Taking power: Why you should be excited about the new Green energy policy
Scottish Green Party members voted unanimously to pass policy promoting “Energy in Community and Public Hands” at the party’s annual conference last weekend.
As the seconder for the motion, I had prepared some points to say in support of it, but since nobody raised a single objection, I didn’t have to! However, reading up on community energy in preparation for conference made me realise just how key an issue this is, so I wanted to share some of the reasons that I support a swift shift to community and public ownership of energy.

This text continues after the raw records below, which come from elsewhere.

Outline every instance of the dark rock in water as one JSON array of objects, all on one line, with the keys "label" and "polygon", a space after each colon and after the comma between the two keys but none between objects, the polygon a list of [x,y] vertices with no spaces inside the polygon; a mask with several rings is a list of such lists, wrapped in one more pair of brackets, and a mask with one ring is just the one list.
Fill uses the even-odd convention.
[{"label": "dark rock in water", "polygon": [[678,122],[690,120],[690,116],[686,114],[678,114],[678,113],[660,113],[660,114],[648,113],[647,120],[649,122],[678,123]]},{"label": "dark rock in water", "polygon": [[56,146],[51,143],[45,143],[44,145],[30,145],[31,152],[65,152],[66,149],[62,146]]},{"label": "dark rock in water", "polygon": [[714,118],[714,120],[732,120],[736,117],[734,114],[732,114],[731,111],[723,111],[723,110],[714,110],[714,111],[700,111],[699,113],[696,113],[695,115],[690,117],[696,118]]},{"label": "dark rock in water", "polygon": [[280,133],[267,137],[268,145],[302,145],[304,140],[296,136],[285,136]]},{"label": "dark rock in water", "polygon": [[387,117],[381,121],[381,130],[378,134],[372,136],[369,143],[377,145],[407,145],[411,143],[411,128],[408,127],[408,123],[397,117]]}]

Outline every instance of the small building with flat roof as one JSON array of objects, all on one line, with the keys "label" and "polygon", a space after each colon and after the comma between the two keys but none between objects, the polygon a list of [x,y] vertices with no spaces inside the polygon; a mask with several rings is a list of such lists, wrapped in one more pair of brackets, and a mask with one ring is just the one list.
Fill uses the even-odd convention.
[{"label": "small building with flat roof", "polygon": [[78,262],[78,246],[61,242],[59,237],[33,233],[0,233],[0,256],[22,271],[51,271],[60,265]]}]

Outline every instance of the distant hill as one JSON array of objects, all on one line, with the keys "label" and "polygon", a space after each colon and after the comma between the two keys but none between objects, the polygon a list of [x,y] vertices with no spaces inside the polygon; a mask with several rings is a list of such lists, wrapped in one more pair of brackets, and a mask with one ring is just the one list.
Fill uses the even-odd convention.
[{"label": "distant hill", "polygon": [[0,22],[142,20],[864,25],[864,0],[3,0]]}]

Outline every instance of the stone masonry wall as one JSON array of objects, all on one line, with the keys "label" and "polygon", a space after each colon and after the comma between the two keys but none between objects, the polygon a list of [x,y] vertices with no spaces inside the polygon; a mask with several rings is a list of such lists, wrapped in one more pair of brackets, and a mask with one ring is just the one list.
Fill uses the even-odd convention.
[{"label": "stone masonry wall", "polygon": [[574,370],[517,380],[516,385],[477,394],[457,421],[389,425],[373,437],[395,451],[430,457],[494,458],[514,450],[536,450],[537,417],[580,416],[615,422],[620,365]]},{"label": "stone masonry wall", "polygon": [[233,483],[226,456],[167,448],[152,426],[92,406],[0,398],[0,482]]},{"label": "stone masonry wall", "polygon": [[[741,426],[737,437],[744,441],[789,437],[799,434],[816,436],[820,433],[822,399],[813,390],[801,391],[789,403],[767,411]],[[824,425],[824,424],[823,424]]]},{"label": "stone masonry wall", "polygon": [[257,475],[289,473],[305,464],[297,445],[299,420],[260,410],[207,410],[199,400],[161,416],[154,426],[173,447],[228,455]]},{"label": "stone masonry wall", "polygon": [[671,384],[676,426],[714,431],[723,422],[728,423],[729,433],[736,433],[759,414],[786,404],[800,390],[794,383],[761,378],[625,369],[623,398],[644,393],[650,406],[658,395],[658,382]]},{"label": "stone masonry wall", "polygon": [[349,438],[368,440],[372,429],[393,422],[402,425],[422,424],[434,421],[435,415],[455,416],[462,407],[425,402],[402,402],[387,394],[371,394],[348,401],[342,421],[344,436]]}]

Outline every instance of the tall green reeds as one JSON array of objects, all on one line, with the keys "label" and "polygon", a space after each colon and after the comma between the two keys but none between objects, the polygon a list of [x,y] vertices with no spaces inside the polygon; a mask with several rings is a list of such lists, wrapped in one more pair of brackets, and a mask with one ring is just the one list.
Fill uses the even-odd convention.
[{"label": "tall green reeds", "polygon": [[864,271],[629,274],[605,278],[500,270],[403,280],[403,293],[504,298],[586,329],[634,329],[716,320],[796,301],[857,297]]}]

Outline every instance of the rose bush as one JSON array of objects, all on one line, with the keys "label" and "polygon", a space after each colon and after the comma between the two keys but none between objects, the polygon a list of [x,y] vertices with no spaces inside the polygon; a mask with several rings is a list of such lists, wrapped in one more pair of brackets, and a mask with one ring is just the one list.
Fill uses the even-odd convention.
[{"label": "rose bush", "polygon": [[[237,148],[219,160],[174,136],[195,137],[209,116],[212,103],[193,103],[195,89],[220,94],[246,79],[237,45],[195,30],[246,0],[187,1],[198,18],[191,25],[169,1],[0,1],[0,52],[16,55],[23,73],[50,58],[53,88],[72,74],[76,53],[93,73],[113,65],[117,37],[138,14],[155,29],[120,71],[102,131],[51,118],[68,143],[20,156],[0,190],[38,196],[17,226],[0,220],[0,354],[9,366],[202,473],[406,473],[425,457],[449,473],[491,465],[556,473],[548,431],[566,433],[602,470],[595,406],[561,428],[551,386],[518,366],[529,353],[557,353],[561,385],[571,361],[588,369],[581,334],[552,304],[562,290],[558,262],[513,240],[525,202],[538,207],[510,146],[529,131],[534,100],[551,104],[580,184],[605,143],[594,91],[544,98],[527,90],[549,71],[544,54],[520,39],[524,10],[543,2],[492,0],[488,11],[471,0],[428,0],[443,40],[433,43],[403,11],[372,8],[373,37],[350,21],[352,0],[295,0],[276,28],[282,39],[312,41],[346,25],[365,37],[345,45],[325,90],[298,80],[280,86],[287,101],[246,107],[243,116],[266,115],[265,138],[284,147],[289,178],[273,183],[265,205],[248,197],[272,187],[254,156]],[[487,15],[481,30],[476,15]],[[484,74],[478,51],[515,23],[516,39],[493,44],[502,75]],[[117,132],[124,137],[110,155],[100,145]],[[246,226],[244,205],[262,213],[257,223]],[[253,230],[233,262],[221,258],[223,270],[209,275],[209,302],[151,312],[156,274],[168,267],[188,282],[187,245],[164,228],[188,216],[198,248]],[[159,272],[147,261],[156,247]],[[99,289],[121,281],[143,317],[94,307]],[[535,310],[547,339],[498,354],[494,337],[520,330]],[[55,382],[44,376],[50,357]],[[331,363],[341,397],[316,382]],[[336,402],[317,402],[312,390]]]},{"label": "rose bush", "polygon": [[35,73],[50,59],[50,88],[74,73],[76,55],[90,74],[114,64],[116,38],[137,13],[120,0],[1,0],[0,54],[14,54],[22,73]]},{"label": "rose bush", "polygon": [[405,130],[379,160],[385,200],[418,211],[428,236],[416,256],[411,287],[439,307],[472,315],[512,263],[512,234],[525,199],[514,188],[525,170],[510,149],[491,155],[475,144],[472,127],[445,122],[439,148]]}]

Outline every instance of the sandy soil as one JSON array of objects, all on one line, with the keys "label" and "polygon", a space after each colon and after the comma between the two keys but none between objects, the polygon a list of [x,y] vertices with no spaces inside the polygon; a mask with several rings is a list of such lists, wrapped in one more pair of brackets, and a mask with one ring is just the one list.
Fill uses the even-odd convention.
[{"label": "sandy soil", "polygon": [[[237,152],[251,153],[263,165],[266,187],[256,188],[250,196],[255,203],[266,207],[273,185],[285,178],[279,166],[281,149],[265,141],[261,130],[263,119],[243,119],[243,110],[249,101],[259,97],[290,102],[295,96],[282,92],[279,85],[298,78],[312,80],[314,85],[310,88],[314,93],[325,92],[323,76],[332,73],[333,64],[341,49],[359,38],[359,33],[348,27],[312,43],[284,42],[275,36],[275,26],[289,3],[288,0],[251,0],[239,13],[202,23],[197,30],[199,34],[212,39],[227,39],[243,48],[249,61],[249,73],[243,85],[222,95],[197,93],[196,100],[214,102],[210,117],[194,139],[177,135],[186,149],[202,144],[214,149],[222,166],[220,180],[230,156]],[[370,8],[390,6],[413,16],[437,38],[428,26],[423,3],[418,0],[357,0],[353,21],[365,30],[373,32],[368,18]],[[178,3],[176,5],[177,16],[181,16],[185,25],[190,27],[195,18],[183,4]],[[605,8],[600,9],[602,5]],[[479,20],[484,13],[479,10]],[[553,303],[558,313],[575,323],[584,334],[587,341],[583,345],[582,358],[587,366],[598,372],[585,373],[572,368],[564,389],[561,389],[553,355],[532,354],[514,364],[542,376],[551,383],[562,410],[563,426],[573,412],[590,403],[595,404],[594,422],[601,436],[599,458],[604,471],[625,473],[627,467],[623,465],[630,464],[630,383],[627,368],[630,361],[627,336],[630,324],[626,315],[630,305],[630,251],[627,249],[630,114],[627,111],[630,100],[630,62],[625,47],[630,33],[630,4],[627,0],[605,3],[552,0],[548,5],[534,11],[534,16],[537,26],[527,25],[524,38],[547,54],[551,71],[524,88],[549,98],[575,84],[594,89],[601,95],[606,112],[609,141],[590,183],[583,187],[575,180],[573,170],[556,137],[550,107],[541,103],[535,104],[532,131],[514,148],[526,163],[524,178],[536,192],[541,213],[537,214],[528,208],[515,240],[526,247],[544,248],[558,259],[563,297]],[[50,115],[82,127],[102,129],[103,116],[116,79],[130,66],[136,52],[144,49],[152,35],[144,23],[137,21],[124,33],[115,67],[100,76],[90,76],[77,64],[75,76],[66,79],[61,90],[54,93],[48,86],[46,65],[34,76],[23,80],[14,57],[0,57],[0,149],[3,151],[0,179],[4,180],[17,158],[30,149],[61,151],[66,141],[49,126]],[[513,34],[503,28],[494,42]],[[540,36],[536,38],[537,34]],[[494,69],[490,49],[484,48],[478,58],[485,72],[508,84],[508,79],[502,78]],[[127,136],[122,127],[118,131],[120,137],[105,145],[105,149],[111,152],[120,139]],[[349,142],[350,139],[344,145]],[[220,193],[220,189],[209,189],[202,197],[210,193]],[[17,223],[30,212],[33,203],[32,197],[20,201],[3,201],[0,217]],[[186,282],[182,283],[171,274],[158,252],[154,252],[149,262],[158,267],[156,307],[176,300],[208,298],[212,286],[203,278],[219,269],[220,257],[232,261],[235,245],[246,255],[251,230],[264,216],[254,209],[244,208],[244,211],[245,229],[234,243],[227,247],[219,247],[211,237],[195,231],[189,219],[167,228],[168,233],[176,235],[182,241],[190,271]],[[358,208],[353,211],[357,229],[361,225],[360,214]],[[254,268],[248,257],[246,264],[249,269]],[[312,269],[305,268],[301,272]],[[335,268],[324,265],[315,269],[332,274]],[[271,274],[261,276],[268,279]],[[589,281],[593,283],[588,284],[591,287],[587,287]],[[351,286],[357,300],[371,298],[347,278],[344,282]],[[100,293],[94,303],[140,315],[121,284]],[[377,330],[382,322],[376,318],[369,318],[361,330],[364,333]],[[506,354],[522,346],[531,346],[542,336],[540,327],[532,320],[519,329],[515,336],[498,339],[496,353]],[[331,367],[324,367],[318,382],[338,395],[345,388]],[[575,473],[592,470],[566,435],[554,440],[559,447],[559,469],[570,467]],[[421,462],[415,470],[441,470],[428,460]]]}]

Letting control of our energy generation and distribution remain with the ‘Big Six’ energy companies (and, around the world, with other multinational corporations) is keeping us locked into destructive, carbon-intensive methods of producing energy, when viable alternatives exist.
It is also keeping us locked into unfair pricing structures, aimed to generate as much profit as possible for wealthy shareholders.
Shifting control to communities, governments and workforces would allow us to focus on improving energy access for all citizens, many of whom currently can’t afford energy for their basic needs, and on shifting to more sustainable sources of energy, now.
On-shore wind is now the cheapest form of energy in the UK – cheaper than oil, gas or coal – but the vast majority of our energy still comes from fossil fuels, and the Tory Westminster government are dragging their heels, supporting the interests of their friends in the Big Six and delaying a transition to affordable, green energy. They have just proposed a major cut in support for individuals and communities generating their own clean energy.* We must oppose this incoherent policy.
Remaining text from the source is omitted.